Those lucky, select few who are ultimately invited by Ford to purchase the new Ford GT supercar later this year will have a few all-important decisions to make, including the choice of 10-spoke forged alloy wheels, or identically-sized carbon fiber ones.
Carbon fiber wheels offer significant improvements over alloys – even the supercar-spec alloy wheels being crafted for the 2017 Ford GT. That’s because carbon fiber is stronger pound-for-pound than aluminum, with greater rigidity. The result is a wheel with significantly-reduced mass than its comparable alloy counterpart, reducing not only total vehicle weight, but unsprung weight and rotational inertia, as well.
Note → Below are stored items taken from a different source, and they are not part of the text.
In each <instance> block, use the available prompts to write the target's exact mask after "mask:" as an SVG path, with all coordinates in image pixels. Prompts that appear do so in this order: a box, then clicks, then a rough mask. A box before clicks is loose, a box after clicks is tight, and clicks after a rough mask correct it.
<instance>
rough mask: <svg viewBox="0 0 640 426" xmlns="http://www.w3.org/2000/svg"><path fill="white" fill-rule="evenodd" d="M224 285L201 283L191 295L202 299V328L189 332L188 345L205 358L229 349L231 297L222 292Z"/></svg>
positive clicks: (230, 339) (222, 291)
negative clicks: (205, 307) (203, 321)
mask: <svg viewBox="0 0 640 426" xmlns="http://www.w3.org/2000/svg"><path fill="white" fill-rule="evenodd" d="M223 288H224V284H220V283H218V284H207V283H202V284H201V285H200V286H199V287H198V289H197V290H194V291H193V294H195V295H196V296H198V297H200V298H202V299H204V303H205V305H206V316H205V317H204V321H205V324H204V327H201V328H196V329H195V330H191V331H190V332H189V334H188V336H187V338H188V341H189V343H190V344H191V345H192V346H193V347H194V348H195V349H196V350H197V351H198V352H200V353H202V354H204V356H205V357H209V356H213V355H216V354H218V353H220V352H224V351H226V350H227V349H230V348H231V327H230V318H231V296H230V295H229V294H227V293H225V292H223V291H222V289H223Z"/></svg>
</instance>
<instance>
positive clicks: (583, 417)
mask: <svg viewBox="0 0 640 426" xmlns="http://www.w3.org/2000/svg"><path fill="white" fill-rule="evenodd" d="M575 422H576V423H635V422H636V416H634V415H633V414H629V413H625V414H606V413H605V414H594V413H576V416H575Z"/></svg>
The reduction in unsprung weight helps the Ford GT’s suspension to react more quickly to sudden road surface changes; the reduction in rotational inertia means that steering feel and driving dynamics are improved because less effort is expended changing the wheels’ speed and direction.
The new Ford GT’s wheels are 20 inches in diameter, whether made of aluminum alloy or carbon fiber, with an 8.5-inch width up front, and an 11.5-inch width at the rear. Opting for carbon fiber wheels over the standard alloy set results in a 2-pound reduction in unsprung, rotational mass at each corner, reducing inertia by as much as 25 percent.
Ford was responsible for the first-ever implementation of carbon fiber wheels in a volume-production car, that car being the Shelby GT350R Mustang. When we drove each – the standard GT350 and the GT350R – at Road America last year, we noticed a remarkable improvement in responsiveness and feel in the latter.
Not that the former left anything to be desired.